I still have fiddling to do with the SX70 settings. The IS is still jumping around more than with the SX50 as I have it set. But finally a keeper!
 

crazyfingers

Well-known member
Well now I'm becoming discouraged. This morning under ideal lighting conditions is the sx-70 out performed the SX 50 for image quality for static objects in the Sunshine. But I've gone out every now and then with both cameras over the day and as the day is gone on the differences become closer and most recently taking photos of birds and chipmunks in the grass or in the shade the SX 50 is significantly superior. I'm becoming very discouraged unless I can find some setting that needs to be changed. But I have compared settings for both and they appear to be as close as the somewhat different menus allow. The sx-70 is producing much fuzzier photos than the 50.
 

MalR

Well-known member
I wonder if the increased resolution of the sensor might have something to do with this. Presumably, in good light it can resolve more detail than the SX50, but raising the ISO in poor light or when photographing in shade is likely to introduce more noise, given that the SX70 has 20 megapixels crammed on to its small sensor, compared with just 12 megapixels for the SX50.

Malcolm
 

crazyfingers

Well-known member
I think that I've decided that the SX70 and SX50 can take equal quality photos. After fiddling more with the settings on the SX70 and taking about 500 side by side shots with the two cameras I'm getting about an equal number of better or worse shots from both cameras. However, it's a LOT MORE EFFORT getting a good shot on the SX70 because the Image Stabilization is so poor when compared to the SX50. The SX60 also had very poor image stabilization. And it's not just the slightly increased zoom that the SX70 provides. It's the same if I set the zoom and teleconverter such that both have about equal reach. The SX70 like the SX60 just does not do Image Stabilization very well at all next to the SX50. It's no effort to keep the SX50 right on top of the bird at 50-75 feet. The SX70 is all over the place.

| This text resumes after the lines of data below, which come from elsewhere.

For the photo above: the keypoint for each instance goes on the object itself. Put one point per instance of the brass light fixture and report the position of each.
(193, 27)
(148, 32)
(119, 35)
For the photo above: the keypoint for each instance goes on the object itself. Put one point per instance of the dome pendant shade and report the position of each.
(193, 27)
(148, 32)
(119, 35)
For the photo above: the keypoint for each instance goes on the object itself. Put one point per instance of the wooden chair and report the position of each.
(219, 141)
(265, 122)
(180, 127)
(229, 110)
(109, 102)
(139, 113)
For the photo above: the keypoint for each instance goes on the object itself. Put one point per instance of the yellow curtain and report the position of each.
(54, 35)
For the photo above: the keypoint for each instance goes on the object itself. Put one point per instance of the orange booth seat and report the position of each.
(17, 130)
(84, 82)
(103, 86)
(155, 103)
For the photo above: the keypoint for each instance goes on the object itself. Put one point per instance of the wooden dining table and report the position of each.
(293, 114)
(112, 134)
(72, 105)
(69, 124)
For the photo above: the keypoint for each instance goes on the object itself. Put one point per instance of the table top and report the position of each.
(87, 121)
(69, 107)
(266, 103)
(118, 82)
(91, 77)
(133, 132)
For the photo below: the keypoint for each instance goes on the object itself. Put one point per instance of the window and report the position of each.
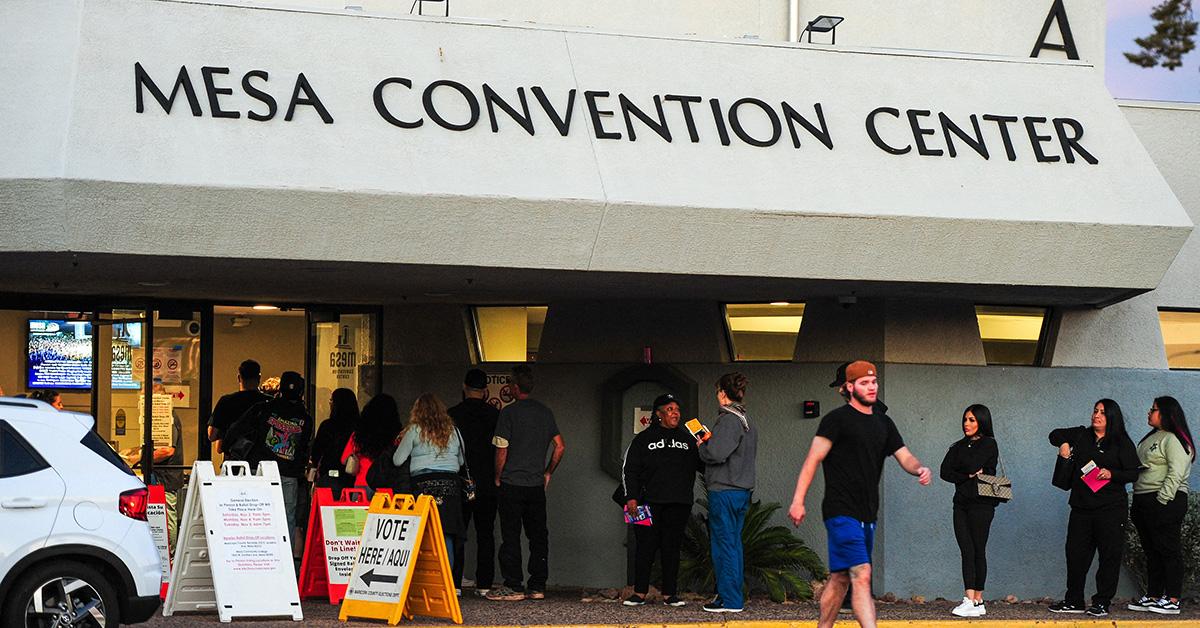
(1181, 338)
(763, 332)
(509, 333)
(1011, 335)
(17, 458)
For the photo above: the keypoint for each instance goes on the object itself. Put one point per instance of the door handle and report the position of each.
(23, 502)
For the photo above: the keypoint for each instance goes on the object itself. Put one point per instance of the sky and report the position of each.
(1129, 19)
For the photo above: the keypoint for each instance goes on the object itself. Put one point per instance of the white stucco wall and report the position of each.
(573, 202)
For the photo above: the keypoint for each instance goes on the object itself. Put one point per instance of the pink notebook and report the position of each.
(1091, 476)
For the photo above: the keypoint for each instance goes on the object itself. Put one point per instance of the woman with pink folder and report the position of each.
(1103, 460)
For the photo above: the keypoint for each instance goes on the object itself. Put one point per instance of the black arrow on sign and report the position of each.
(370, 576)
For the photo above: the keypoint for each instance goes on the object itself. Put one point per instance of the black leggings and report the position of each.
(971, 527)
(1158, 527)
(665, 536)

The SX70 has other issues that I don't like. For example Frame-Assist Seek does not pull back the zoom as much as the SX50 does. This makes it a lot harder to reacquire the bird when it has hopped around a bit. The button also requires a lot more force to press than the SX50.

At least the SX70 did away with a very annoying feature that the SX60 had. When using Frame-Assist Seek, the SX60 darkened significantly the area outside of the original frame. This made it almost useless finding the hopped bird in the darkened area. The SX70 also appears to darken the frame outside the original frame but not so much that it's difficult to re-acquire the bird, so long as it hasn't jumped outside as I mentioned above.

I will probably keep the SX70 mainly because my SX50's are so old that I do fear being without a good superzoom camera. The market for these kinds of cameras appear to have been saturated an I'm unconvinced that the manufacturers are putting much if any new research into improving the basics of getting a good quality photo. It's all about fluff features and I fear that quality imaging will be going down as time goes on. Also mentioned previously, finding new SX70's out there is not easy. I got one of the last two NEW (not used/reconditioned) SX70's I could find. And for expensive stuff like this I do prefer Amazon just because returns are so easy.

So I'll likely keep the SX70 mainly because I fear that if I wait too much longer my choices will be ever worse than they are now. However, if Canon was still making new SX50's I'd jump on it in a second. It's still a better camera the the SX70. Canon really should consider bringing back the SX50 lens and attaching it too updated electronics. They'd have a perfect camera.

I know that there are still cameras by Canon out there may still may use the 50X lens that the SX50 uses but the SX5XX line lacks an EVF and I can't imagine trying to hold the camera steady in bright sunlight without the EVF. The flip out screen is not OK for holding the camera steady and in bright sunlight. And I'd have to put my reading glasses on to use it.